İlkel savaşın yaşandığı kıyılara çocukların vurduğu, elleri,
bacakları yüzleri bombalarla parçalanmış çocuklar, Müslüman’ı, Yahudi’si,
Hıristiyan’ı bu savaşların nedenini anlar mı?
“Hayatta kalan tür, ne güçlü, ne de zeki olandır. Hayatta
kalan tür, değişime en iyi ayak uydurandır” demiş Darwin. Kapitalistler ayakta
kalmayı değişimle, yeni topraklara sahip olma ve hep benim olsun arzusuyla
yaşıyor ve öldürüyor.
Bizler gökten inen melekler değil, yerden yükselen
maymunlarız. Şu anda “Maymunlar Cehennemini” tekrar izlerken, bu yazıyı
yazıyorum.

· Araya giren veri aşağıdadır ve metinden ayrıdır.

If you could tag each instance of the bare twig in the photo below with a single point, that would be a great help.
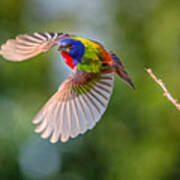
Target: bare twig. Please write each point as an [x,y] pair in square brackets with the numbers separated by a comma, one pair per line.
[162,85]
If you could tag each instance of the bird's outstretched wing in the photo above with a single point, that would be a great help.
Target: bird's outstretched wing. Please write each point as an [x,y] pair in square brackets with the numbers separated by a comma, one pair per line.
[26,46]
[76,106]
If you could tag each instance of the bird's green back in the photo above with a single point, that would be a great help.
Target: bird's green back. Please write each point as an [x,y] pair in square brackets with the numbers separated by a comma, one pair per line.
[91,61]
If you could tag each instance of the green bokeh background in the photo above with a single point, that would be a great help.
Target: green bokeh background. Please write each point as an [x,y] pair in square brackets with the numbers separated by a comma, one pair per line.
[138,137]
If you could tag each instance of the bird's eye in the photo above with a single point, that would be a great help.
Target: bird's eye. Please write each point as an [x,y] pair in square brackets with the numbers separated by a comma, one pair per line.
[70,46]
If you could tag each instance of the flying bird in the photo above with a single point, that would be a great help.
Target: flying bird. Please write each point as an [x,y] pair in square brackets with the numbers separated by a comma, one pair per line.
[83,97]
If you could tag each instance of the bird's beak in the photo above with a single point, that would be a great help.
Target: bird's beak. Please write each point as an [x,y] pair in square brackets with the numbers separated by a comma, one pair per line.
[61,48]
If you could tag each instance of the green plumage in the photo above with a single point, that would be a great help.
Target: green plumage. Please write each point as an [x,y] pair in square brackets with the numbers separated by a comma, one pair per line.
[91,61]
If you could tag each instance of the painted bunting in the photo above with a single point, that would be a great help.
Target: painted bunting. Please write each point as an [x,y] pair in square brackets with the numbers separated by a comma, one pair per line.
[83,97]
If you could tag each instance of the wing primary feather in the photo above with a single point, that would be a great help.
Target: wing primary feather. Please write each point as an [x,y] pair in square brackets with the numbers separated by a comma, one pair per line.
[77,118]
[100,93]
[55,136]
[90,99]
[102,88]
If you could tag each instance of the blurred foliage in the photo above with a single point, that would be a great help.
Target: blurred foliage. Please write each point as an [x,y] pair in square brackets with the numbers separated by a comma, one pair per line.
[139,135]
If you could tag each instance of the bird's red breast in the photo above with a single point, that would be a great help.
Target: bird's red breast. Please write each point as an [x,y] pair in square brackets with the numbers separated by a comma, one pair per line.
[68,59]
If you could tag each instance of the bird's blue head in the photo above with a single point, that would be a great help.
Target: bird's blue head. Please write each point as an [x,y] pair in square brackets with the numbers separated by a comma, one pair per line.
[74,48]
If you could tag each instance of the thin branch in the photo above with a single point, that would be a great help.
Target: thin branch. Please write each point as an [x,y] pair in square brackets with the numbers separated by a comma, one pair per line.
[162,85]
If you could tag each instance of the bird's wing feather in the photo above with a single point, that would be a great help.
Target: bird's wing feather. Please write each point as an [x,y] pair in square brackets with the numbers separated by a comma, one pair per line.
[26,46]
[76,106]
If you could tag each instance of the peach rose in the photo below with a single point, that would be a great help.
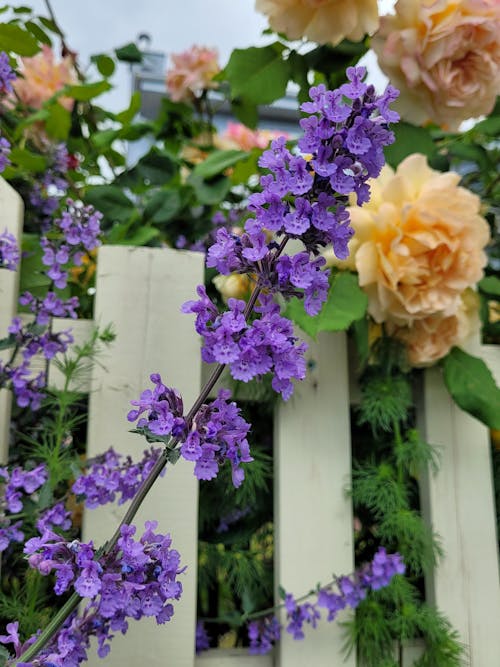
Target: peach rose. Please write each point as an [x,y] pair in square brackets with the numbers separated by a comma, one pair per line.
[322,21]
[418,244]
[237,135]
[431,338]
[444,56]
[192,72]
[42,77]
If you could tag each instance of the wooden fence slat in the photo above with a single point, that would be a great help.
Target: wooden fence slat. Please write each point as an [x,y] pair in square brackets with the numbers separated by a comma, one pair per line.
[459,504]
[11,219]
[140,291]
[313,516]
[232,658]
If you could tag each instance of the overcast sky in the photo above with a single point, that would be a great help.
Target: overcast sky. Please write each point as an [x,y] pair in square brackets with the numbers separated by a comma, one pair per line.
[95,26]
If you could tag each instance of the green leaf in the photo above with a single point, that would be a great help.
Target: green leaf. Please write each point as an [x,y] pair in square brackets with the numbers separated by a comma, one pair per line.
[37,32]
[163,206]
[25,159]
[210,192]
[15,39]
[104,138]
[346,303]
[472,386]
[58,122]
[125,117]
[140,237]
[7,343]
[489,126]
[217,162]
[490,285]
[49,24]
[104,64]
[245,111]
[87,91]
[111,201]
[155,168]
[260,75]
[409,139]
[129,53]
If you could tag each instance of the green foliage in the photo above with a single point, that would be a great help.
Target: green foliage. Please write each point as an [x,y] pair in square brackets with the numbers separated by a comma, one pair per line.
[258,75]
[472,386]
[385,399]
[346,303]
[408,139]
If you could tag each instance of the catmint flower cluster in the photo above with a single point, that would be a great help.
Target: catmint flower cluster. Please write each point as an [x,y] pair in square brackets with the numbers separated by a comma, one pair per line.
[304,196]
[76,231]
[351,590]
[251,349]
[112,476]
[9,251]
[80,227]
[17,485]
[56,517]
[138,578]
[217,433]
[6,74]
[4,154]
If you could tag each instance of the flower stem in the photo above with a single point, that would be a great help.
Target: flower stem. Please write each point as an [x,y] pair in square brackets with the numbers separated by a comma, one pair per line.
[138,499]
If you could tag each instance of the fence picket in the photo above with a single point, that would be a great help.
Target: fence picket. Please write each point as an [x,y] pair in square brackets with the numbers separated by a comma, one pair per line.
[140,291]
[11,206]
[459,504]
[313,516]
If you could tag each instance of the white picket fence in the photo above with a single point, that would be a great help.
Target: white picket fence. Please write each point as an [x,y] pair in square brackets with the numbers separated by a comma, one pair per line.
[139,291]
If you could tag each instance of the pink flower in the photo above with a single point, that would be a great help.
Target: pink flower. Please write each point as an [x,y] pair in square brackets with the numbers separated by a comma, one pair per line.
[444,56]
[192,73]
[239,136]
[42,77]
[322,21]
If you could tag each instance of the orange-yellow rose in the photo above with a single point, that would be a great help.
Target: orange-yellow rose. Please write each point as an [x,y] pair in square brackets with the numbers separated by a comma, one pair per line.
[322,21]
[42,77]
[418,244]
[192,72]
[444,56]
[431,338]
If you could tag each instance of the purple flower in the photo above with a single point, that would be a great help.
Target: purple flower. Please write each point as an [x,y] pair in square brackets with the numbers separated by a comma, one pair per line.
[9,251]
[4,153]
[6,74]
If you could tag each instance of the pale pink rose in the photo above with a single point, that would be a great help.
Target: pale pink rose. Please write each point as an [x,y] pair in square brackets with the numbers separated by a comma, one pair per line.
[419,243]
[192,73]
[431,338]
[237,135]
[444,56]
[42,77]
[322,21]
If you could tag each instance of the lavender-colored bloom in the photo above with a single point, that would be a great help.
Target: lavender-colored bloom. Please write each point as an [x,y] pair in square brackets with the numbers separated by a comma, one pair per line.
[4,153]
[6,74]
[55,517]
[137,578]
[351,590]
[9,251]
[111,476]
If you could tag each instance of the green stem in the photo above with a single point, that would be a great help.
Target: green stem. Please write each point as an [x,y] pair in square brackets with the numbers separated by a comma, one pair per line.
[165,457]
[52,627]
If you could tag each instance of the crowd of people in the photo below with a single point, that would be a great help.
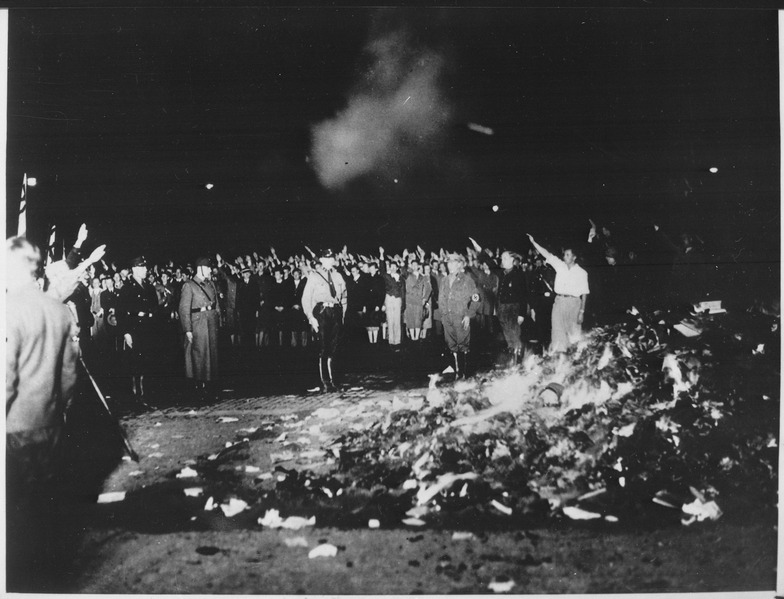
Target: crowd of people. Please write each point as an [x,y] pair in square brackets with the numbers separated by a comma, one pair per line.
[139,318]
[126,321]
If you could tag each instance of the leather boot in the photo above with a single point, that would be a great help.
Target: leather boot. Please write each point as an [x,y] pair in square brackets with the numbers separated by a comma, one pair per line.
[462,358]
[331,380]
[321,374]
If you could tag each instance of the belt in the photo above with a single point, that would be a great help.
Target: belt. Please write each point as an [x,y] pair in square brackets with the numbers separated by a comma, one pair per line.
[202,309]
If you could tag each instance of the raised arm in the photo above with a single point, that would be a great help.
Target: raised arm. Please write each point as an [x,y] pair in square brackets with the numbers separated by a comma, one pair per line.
[539,248]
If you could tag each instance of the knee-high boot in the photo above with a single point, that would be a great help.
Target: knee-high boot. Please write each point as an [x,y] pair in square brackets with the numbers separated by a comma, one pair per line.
[321,372]
[462,358]
[331,381]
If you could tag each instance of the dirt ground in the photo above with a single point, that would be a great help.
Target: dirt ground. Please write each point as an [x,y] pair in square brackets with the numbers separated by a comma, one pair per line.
[159,539]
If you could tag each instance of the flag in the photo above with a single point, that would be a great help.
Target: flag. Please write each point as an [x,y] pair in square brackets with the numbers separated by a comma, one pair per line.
[50,247]
[21,228]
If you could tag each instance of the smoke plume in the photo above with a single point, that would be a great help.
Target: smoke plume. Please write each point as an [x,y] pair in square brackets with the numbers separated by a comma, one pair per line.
[392,118]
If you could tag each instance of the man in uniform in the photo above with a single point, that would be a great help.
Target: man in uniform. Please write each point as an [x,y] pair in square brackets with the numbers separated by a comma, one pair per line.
[138,304]
[199,318]
[42,349]
[324,304]
[571,292]
[458,300]
[512,303]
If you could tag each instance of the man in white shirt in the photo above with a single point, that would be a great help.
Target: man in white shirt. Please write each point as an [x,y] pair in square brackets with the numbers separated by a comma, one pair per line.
[571,291]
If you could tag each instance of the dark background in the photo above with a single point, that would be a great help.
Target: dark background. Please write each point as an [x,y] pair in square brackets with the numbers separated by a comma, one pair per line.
[123,115]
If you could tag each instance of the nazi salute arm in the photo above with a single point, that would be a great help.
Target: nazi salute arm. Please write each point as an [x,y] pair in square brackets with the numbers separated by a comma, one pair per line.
[539,248]
[184,309]
[308,305]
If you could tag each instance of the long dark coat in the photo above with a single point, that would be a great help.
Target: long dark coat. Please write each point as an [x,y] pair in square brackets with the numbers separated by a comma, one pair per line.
[201,355]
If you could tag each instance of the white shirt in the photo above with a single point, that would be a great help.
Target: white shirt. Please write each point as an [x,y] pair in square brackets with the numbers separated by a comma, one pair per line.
[568,281]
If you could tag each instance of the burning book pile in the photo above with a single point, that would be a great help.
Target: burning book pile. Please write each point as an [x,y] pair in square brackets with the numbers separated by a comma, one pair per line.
[635,422]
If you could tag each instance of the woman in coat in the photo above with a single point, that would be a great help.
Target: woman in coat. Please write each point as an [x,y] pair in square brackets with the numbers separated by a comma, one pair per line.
[418,290]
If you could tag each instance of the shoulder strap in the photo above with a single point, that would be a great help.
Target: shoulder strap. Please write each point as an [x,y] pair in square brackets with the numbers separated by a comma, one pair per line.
[204,291]
[331,285]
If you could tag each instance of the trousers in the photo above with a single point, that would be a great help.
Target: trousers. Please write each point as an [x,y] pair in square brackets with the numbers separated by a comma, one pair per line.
[393,306]
[458,338]
[330,319]
[565,329]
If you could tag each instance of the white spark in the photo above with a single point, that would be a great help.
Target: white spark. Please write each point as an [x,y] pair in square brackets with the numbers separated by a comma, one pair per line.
[480,129]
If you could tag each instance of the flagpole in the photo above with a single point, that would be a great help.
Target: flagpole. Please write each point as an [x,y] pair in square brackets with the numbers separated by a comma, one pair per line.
[21,227]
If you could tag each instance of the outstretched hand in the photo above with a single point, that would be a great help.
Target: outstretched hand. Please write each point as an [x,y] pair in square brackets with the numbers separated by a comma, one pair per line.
[82,235]
[97,254]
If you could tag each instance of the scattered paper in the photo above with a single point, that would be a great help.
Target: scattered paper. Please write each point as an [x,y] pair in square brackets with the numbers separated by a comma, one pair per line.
[111,497]
[326,413]
[234,507]
[284,456]
[187,473]
[413,522]
[272,519]
[501,507]
[686,330]
[324,550]
[698,511]
[501,585]
[444,482]
[576,513]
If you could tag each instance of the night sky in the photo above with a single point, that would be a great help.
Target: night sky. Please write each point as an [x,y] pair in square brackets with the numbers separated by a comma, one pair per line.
[332,126]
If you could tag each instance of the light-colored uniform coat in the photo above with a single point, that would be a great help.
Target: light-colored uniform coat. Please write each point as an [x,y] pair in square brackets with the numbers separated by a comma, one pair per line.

Maymunlara yapılan işkenceler sonucu, gücü ele geçiren maymunların,
insanlığa karşı yaptığı zulümle, insanın, insana yaptığı zulüm arasında, hiçbir
fark göremiyorum.
Savaşın ortasında ki çocuklar, ister Müslüman, ister Yahudi,
ister bilmem ne, her gün öfkeli hava muhalefetleri ve acımasız rüzgarlarla
çarpışıyor.
NEREDE BİR ÇOCUK ÖLÜYORSA, BİLİN Kİ ORADA İNSANLIK YOK
OLMAYA BAŞLAMIŞTIR. ARTIK ŞEYTANLARIN MELEKLERİ KATLİ DURSUN. YETER!